Jonathan Hernandez, a communication professor from central California, recently gained national attention for being ranked fifth highest-rated university professor in the country during the 2014-2015 academic year on the instructor-ranking site The site has collected over 16 million student ratings and the most recent installment of their “Annual Top Lists” report combined weighted professors' scores from this year and previous years to create their ranking.

Have you always had a special interest in education?

Absolutely, my parents Elizabeth and Emilio Hernandez were really the foundation, where I learned to value education. My mom is an educator in Selma and my father just recently retired after 40 years of teaching everything from elementary to middle school.

Did you start teaching at an early age?

I basically became involved in education in my home, but I started volunteering in classrooms and afterschool programs when I was 17. When I was an undergraduate at Fresno State I gradually started substitute teaching K-12 but I always felt I would find my niche in college.

So college was a given in your family. Was it super easy for you?

No! School was not easy for me, I had a lot of struggles. Even with substitute teaching – it took me several times to pass the test just to be able to sub, but I did it. I am very open with my students about this because I want them to know that if you get knocked down you have to keep going.

Grad school, too, was a challenge. I didn’t get in at first, I had to go back for a year and a half to raise my GPA in hopes of doing better in the application process and that wasn’t a guarantee. But I was adamant and driven to represent my family and my community in a positive manner so I did whatever it took to get that opportunity. I did reapply and I did get in, but I’m very open about what a struggle it was.

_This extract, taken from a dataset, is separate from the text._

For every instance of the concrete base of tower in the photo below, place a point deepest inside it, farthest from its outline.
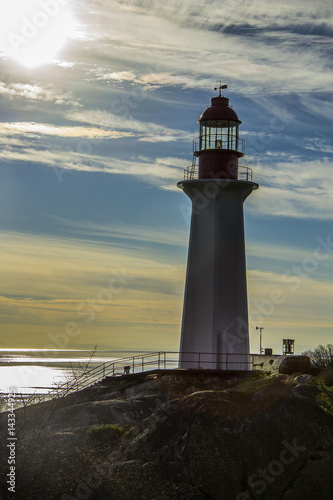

Now that you’re in front of your own classes, what’s the secret to your success?

It’s a lot of treating students with the utmost respect and emphasizing that we are all one. I want students to feel that when we get into Mr. H’s class, we’re going to have a good time, learn and share experiences. The number one thing, the key, is acceptance. I tend to talk about my faults rather than my successes and let them know that it wasn’t easy for me so I don’t take anything for granted and then, they trust me.

What’s the most important ingredient for being an effective teacher to the diverse student body you come into contact with?

I keep the same style throughout a term but I adjust to the class, I do different things, I’m not satisfied with doing the same old, same old. I get students from all walks of life – from students 15 years old to 68 year olds – and they have even more energy than I do! I look up to my students as much as they look up to me and I tell them “Just because I’m here teaching doesn’t mean I ever stop learning from everyone, including you guys.”

What do you tell students is the secret to their own success?

What I share with my students is that education is not just about them. This whole college experience isn’t just about you, it has to do with your family, the people who have helped you become a better person get to here, it wasn’t only your choice. And I tell them to think of the long haul, you’re not going to be some overnight success – there will be hard work over many years and hopefully it will all be worth it. And if you don’t get there, at least you tried.

What advice do you have for students to excel beyond school?

School and careers are so competitive. To go into any field good grades are not enough – it’s a necessity of course, but it’s also not just about smarts. If you can learn from your mistakes, that’s the real intelligence. What I tell everyone is handle your business inside and outside the classroom – network, reach out to people in your field, go to talks, connect with professors and stay in contact with the people you meet.

Besides taking care of business in class and networking, I say focus on a career vs. a job. Focus on something that you love, something that when you’re up there doing it, you give it everything you’ve got.